✵24✵

404 46 124
                                    

Jungkook arabayı depoya yaklaştırıp durduğunda kemerini açan Haneul'a bakmış ve "Yapmayacağını biliyorum ama yine de söylemem gerekiyor." demişti ona. Haneul da merakla ona doğru bakmaya başlamıştı.

"Jungkook olduğumu sadece sen ve Bay Lee biliyor. Aramızda bir şey olduğunu da kimseye belli etmememiz gerekiyor. Diğer insanların yanında sana kaba davranırsam alınma lütfen. Seni seviyorum."

Gülümseyerek karşılık vermişti Haneul ona. Ardından olumlu anlamda kafa sallamış ve "Merak etme." demişti. Jungkook da gülümsemişti ona doğru bunun üstüne. Yaklaşıp yanağını okşamış ve "Young Ae bilmiyor değil mi?" diye sormuştu.

"Bilmiyor."

Olumlu anlamda kafa sallayan bu sefer Jungkook olmuştu. "Akşam tekrar konuşalım her şeyi. Hayatımızda değişen çok şey var. Senin de benim de." diyerek elini yanağından çekmiş ve derin bir nefes vermişti. "Hayatındaki her şeyi bilmek istiyorum."

Omuzlarını silkip "Bilemem" demişti Haneul. Jungkook da kıkırdamış ve "Çok özlemişim seni." demişti.

"Ee? Hadi inelim. Bu ne böyle? Sürekli özlediğini söylersen sıkılırım ben."

Bunun üzerine de kahkaha atmıştı Jungkook. Olumlu anlamda kafa sallamış ve arabanın kapısını açıp dışarı çıkmıştı.

İkili ilerleyip depoya girdiğinde Haneul Jungkook'un odasına geçmişti her zaman olduğu gibi. Jungkook ise koridorda ilerlemiş ve depo kısmına doğru yürümüştü.

...

Haneul dizlerinin üstünden kalkıp "Bitti." dediğinde yerde yatan adam doğrulmaya çalışmış fakat yapamamıştı. Jungkook da olumlu anlamda kafa sallamıştı Haneul'a ve adama doğru yaklaşıp ayağıyla hafifçe dürtmüştü.

"Ne oldu? Kalkamıyor musun?"

Haneul iyice geri çekildiğinde Jungkook adamın yanına çökmüş ve saçlarından tutup kafasını kaldırmıştı. Diğer eliyle belinden çektiği silahı adamın ağzına konumlandırmıştı sonra.

"Konuşmayacaksan ihtiyaç duymazsın heralde, değil mi?"

Silahı havaya kaldırdığında adamlardan biri gelip silahın sürgüsünü çekmişti.

Jungkook silahı tekrar adamın ağzına hizzaladığında "Tamam." demişti adam zar zor dudaklarının arasındaki silahla.

"Tamam, konuşacağım."

Jungkook adamın ağzından silahı çekip saçlarını bıraktığında doğrulmuş ve silahın kilidini kapatıp tekrar beline yerleştirmişti.

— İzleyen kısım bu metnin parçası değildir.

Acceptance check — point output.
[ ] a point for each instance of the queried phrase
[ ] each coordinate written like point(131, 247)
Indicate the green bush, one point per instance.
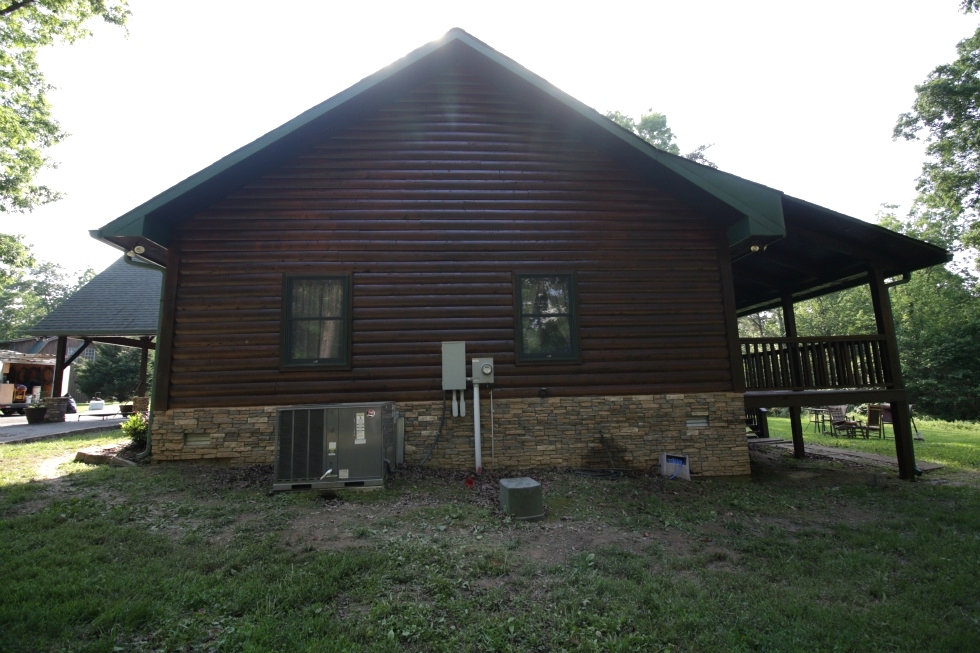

Etraftaki adamlardan ikisi gelip yerdeki adamı sandalyeye oturttuklarında "Su." demişti adam yarı baygın bir şekilde. Jungkook da olumlu anlamda kafa sallamış ve adamın su içmesini beklemişti.

"Şimdi söyle. Senden başka kaç kişi daha var içimizde."

"İki" demişti adam kafasını dik tutmaya çalışırken. "Kim olduklarını b-bilmiyorum. Ama... ama duyduğum kadarıyla... işi hallediyorlarmış."

"Hangi iş!?" diyerek bağırmıştı Jungkook sinirle. Adam da "Bilmiyorum." demişti sadece. "Bize her şeyi anlatmıyorlar. Bildiğim tek şey... bu. Ve... ve bekçiler. Kapı bekçileri her şeyi biliyorlar."

Jungkook kaşlarını çatıp "Ne kapısı?" demişti adama yaklaşıp. "Nerenin kapısı?"

"Patronun korumaları. Her şeyi biliyorlar. A-aradığınız ne varsa onlarda. Bizim gibilerle boşuna vakit kaybediyorsunuz."

Jungkook saçlarını karıştırmış ve etrafta volta atmaya başlamıştı.

Nasıl bulacaktı ki o adamlardan birini. Daha patronun kim olduğu bile bilmiyordu.